Resident robots and autonomous vessels will play an increasing role…

Resident robots and autonomous vessels will play an increasing role to improve efficiency & safety, so that relevant experts and class society surveyors will not need to visit the offshore assets concerned. This also saves on POB (People on Board) and helicopter trips – which is particularly important for FPSOs. It may also help with the inevitable diminishing number of skilled personnel available who are familiar with such assets as we approach net zero in 2050.

Hull repairs will almost certainly be required for ageing assets…

Hull repairs will almost certainly be required for ageing assets, so we have developed a diverless method of doing this using specially adapted integrity class ROVs to scan the hull in the vicinity of the repairs required so that cofferdams and seals can be shaped to fit the hull.

ODIN access ports are then drilled through the hull adjacent to the repair area from the inside so that wire guides can be inserted and taken to the surface by an ROV. These are then connected to the cofferdam and winched into position by winches connected to the wire guides inside the hull. 

The ROV can observe the whole process from outside the hull and advise the technicians operating the winches inside the hull when the cofferdam is in position. The hull repair can then take place, and on completion the cofferdam released and returned to the surface. Pilot projects have already been carried out very successfully for a supermajor and leading FPSO operators.

This allows assets to remain on station, on hire, and in production, while the repairs are carried out, so is an important development for the life extension of ageing assets.

Valves are often as old as the vessel itself…

Valves are often as old as the vessel itself and there are rarely any spares so early detection of leaks or problems with seals is vital for efficient operation. The NoMan technology allows us to ‘see’ the valve working – opening and closing – while it’s in operation by drilling ODIN access ports adjacent to the valve and then inserting NoMan remote cameras through the access ports to observe the valve.

If everything is OK the ODIN ports can be sealed and used again for subsequent inspections. If the valve needs replacing or maintenance inflatable bladders can be inserted in the ODIN access ports to isolate the valve so that it can be removed for maintenance or replacement.
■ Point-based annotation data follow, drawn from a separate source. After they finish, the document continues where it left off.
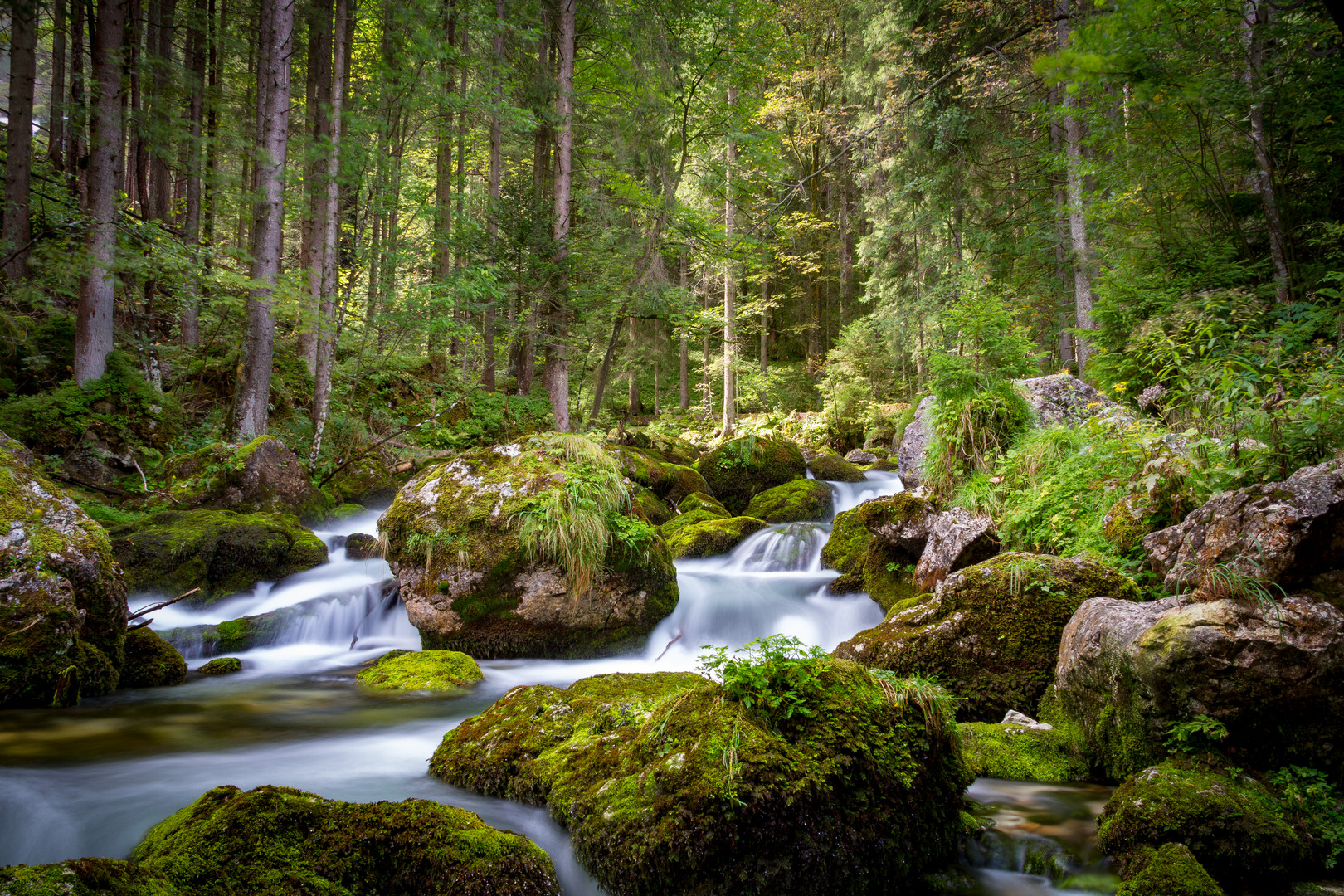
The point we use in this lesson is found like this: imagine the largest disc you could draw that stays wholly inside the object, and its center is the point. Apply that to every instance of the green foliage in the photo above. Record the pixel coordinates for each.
(777, 676)
(1198, 735)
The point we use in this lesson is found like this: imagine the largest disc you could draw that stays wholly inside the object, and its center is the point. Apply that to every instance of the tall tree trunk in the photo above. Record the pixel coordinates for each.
(1077, 207)
(56, 114)
(93, 327)
(1257, 19)
(730, 278)
(277, 41)
(195, 114)
(23, 67)
(327, 329)
(557, 358)
(492, 218)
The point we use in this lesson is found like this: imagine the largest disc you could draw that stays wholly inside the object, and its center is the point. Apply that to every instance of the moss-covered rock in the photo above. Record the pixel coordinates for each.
(62, 599)
(668, 786)
(217, 551)
(1170, 871)
(706, 538)
(151, 661)
(1231, 822)
(85, 878)
(992, 631)
(702, 501)
(261, 476)
(222, 666)
(470, 582)
(279, 841)
(797, 501)
(834, 468)
(741, 469)
(1023, 754)
(421, 670)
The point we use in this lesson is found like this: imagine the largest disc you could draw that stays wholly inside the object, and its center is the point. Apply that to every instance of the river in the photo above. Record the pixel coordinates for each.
(93, 779)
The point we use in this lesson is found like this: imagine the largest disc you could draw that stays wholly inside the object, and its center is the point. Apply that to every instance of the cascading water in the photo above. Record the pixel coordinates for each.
(91, 781)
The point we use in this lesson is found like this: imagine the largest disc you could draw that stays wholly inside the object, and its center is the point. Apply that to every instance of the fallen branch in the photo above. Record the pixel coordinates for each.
(155, 607)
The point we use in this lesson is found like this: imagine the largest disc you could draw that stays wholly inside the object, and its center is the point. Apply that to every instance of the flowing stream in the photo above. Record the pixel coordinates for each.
(93, 779)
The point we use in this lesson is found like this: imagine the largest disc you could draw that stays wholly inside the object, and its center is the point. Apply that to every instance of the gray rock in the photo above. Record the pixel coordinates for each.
(1283, 533)
(1273, 674)
(914, 442)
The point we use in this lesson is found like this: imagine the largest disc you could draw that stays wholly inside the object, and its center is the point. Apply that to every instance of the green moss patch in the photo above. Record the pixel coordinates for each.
(992, 633)
(711, 535)
(797, 501)
(279, 841)
(421, 670)
(217, 551)
(151, 661)
(668, 786)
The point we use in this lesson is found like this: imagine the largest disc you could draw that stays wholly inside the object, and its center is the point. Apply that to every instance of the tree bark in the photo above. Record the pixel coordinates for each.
(331, 238)
(557, 356)
(56, 128)
(277, 41)
(93, 327)
(23, 21)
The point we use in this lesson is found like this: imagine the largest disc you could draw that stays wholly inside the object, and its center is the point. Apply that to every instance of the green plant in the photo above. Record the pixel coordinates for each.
(777, 676)
(1312, 802)
(1198, 735)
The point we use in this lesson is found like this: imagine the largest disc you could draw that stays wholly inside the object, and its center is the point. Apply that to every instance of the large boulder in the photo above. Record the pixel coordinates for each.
(62, 599)
(261, 476)
(914, 444)
(217, 551)
(668, 785)
(1283, 533)
(151, 661)
(741, 469)
(527, 551)
(1233, 824)
(279, 841)
(1064, 398)
(797, 501)
(991, 633)
(1272, 674)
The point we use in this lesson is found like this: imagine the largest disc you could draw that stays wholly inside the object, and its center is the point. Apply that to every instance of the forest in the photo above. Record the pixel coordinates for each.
(743, 446)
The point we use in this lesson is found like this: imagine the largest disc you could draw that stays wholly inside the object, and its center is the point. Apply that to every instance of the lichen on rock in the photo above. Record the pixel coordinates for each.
(421, 670)
(991, 633)
(668, 786)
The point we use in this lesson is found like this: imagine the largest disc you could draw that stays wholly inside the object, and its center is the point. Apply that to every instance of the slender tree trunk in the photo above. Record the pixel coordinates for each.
(1257, 19)
(557, 356)
(195, 113)
(730, 281)
(93, 327)
(56, 127)
(327, 329)
(23, 38)
(277, 41)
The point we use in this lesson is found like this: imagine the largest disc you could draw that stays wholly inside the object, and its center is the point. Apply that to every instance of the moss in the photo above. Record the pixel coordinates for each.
(1022, 754)
(85, 878)
(1170, 871)
(702, 501)
(741, 469)
(275, 841)
(834, 468)
(992, 631)
(711, 536)
(217, 551)
(222, 666)
(797, 501)
(151, 661)
(421, 670)
(1231, 822)
(668, 786)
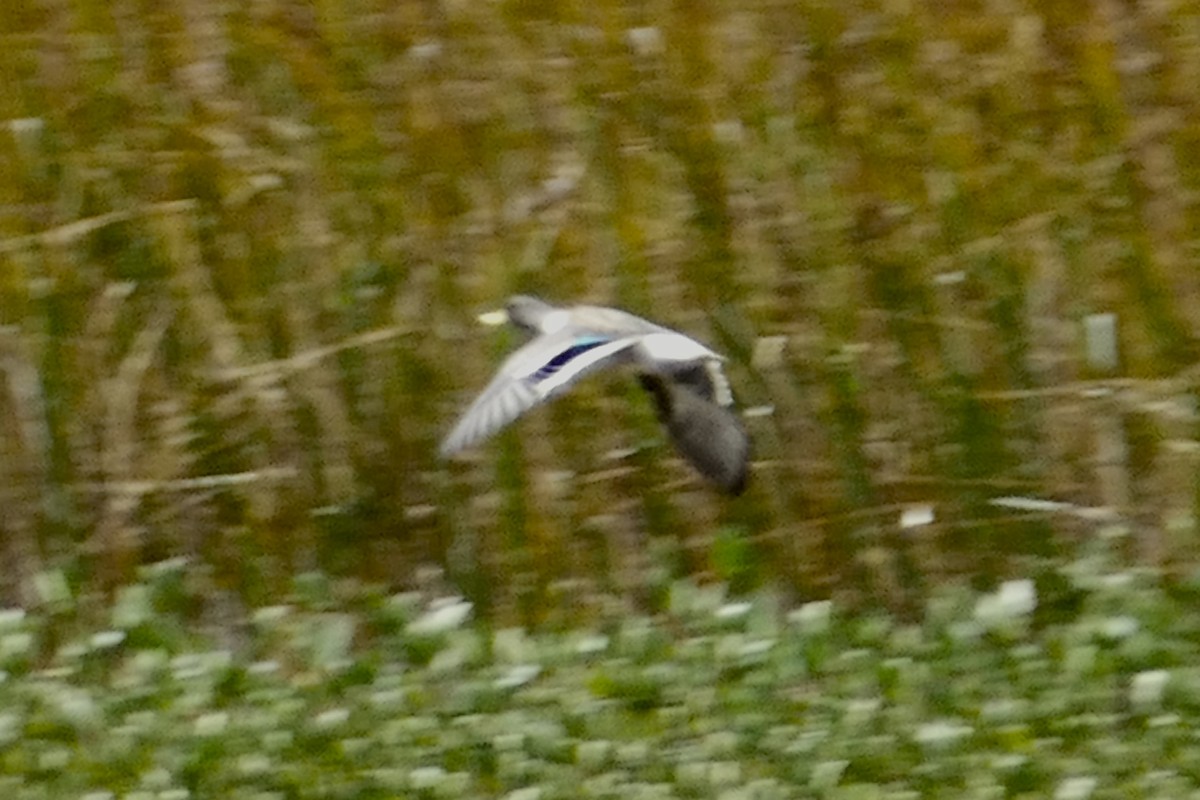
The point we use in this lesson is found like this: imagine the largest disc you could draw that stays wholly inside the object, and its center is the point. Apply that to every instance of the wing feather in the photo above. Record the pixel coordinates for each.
(533, 374)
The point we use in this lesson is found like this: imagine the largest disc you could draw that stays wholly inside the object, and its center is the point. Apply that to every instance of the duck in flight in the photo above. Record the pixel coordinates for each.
(684, 378)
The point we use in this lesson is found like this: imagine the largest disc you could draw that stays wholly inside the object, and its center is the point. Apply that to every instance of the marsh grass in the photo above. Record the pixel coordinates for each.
(241, 248)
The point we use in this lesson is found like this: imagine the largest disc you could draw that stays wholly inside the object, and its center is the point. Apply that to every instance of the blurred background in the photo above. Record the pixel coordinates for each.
(951, 251)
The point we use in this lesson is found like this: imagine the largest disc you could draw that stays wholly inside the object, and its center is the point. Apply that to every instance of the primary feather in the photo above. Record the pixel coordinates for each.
(684, 377)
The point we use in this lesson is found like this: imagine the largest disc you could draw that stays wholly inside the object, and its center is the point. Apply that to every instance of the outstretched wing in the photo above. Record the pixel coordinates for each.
(537, 372)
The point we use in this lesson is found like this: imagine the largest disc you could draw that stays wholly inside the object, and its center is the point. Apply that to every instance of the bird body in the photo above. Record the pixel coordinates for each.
(685, 379)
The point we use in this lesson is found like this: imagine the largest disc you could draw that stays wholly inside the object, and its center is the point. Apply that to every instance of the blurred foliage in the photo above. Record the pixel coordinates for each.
(243, 246)
(343, 690)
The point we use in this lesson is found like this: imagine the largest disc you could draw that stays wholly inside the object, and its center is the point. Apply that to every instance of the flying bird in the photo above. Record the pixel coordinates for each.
(684, 378)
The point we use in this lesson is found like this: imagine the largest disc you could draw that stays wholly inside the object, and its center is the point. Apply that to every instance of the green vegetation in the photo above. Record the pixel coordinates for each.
(241, 251)
(1085, 685)
(243, 247)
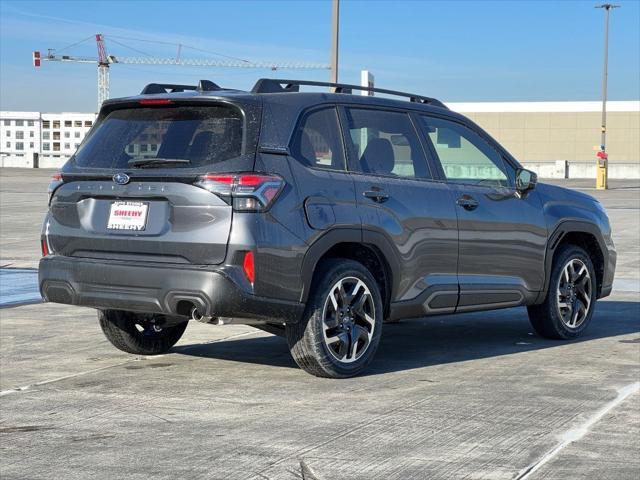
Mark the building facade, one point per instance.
(560, 139)
(44, 140)
(20, 135)
(554, 139)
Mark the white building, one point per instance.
(46, 140)
(20, 138)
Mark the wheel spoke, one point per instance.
(331, 322)
(334, 302)
(343, 345)
(348, 319)
(572, 271)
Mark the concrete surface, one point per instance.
(468, 396)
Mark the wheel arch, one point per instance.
(372, 250)
(583, 234)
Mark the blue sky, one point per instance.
(455, 50)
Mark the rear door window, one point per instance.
(385, 143)
(317, 141)
(464, 155)
(197, 135)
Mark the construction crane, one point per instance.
(104, 61)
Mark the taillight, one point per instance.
(247, 192)
(56, 181)
(155, 101)
(248, 267)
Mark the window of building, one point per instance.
(464, 155)
(385, 143)
(317, 140)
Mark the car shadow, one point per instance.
(437, 340)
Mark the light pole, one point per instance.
(602, 175)
(335, 31)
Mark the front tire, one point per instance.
(340, 330)
(571, 296)
(138, 333)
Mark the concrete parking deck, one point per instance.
(468, 396)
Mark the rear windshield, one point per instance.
(196, 136)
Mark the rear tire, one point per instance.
(571, 296)
(340, 329)
(137, 333)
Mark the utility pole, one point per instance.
(602, 175)
(335, 32)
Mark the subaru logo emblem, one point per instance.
(121, 178)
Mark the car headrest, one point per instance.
(378, 157)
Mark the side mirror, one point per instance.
(525, 180)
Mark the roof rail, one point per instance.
(270, 85)
(203, 86)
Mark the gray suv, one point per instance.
(316, 216)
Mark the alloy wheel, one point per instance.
(348, 319)
(574, 293)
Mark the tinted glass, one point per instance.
(317, 140)
(464, 155)
(205, 136)
(385, 143)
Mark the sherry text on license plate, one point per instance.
(128, 216)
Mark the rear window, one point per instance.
(197, 136)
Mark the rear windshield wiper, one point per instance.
(155, 162)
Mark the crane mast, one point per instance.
(103, 71)
(104, 61)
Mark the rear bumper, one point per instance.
(160, 289)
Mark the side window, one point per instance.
(464, 155)
(317, 140)
(385, 143)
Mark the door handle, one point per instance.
(377, 195)
(468, 202)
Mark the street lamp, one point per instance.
(602, 176)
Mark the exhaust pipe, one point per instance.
(199, 317)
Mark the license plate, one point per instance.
(128, 216)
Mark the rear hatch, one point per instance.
(129, 193)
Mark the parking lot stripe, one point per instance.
(577, 433)
(79, 374)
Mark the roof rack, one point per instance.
(203, 86)
(270, 85)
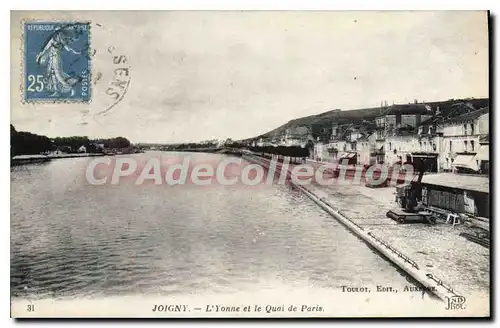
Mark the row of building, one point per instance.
(453, 139)
(457, 140)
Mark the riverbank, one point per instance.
(438, 250)
(29, 159)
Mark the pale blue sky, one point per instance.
(200, 75)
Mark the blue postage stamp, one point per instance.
(57, 61)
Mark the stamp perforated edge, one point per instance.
(23, 68)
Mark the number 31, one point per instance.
(35, 84)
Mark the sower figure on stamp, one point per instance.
(58, 81)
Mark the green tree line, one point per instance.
(26, 143)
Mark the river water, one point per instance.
(72, 239)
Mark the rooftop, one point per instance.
(458, 181)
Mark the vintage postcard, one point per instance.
(250, 164)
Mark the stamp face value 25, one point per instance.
(56, 61)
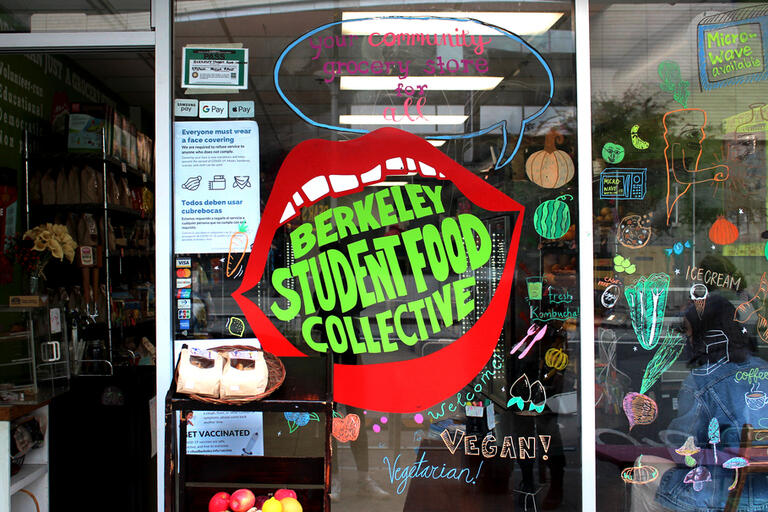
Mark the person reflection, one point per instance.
(725, 384)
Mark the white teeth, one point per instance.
(372, 175)
(395, 164)
(316, 188)
(288, 213)
(427, 170)
(343, 182)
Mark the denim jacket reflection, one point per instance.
(735, 394)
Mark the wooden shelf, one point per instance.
(29, 474)
(11, 412)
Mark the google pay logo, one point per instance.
(213, 109)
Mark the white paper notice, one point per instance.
(216, 185)
(225, 433)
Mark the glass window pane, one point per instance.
(74, 16)
(408, 210)
(679, 168)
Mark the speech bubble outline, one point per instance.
(500, 162)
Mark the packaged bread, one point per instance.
(199, 372)
(245, 374)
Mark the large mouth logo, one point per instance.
(317, 169)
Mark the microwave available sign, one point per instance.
(732, 47)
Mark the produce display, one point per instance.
(244, 500)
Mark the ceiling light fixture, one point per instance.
(521, 23)
(378, 119)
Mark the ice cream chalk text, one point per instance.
(712, 278)
(422, 469)
(338, 279)
(488, 448)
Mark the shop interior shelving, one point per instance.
(192, 479)
(95, 325)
Storage tanks can also be inspected without manned entry…

Storage tanks can also be inspected without manned entry using the NoMan remote camera & laser scanning technologies. The NoMan remote cameras are now ATEX (Ex) rated, so do not require tanks to gas free and/or vented before they are inserted through deck openings for both GVI (General Visual Inspection) & CVI (Close Visual Inspection).  The cameras have their own lighting; can pan, tilt, & zoom, and are mounted on articulated carbon fibre poles which can be used at any level and articulated in the tanks to view the structure from different angles.

The laser scanners are mounted on tripods with telescopic poles and can be located on the base of the tanks or suspended from a tripod above a deck opening. They can be used to detect corrosion, distortion, pitting, coating, and calculate thickness measurements, so together with the NoMan optical cameras offer a complete package of vital information without the need for manned entry.

Conclusion

Keeping existing oil & gas assets going during the transition to renewables will be challenging, as the expertise & experience required will be in short supply, so we need to make it as simple as possible using the minimum number of people and let robots do the dangerous work.

Oil & gas will still be required for the numerous by-products and lubrication, but in much smaller quantities, so we will need to keep some assets going beyond 2050 and net zero, but this will probably become a ‘specialist’ market and only economic sources will be considered.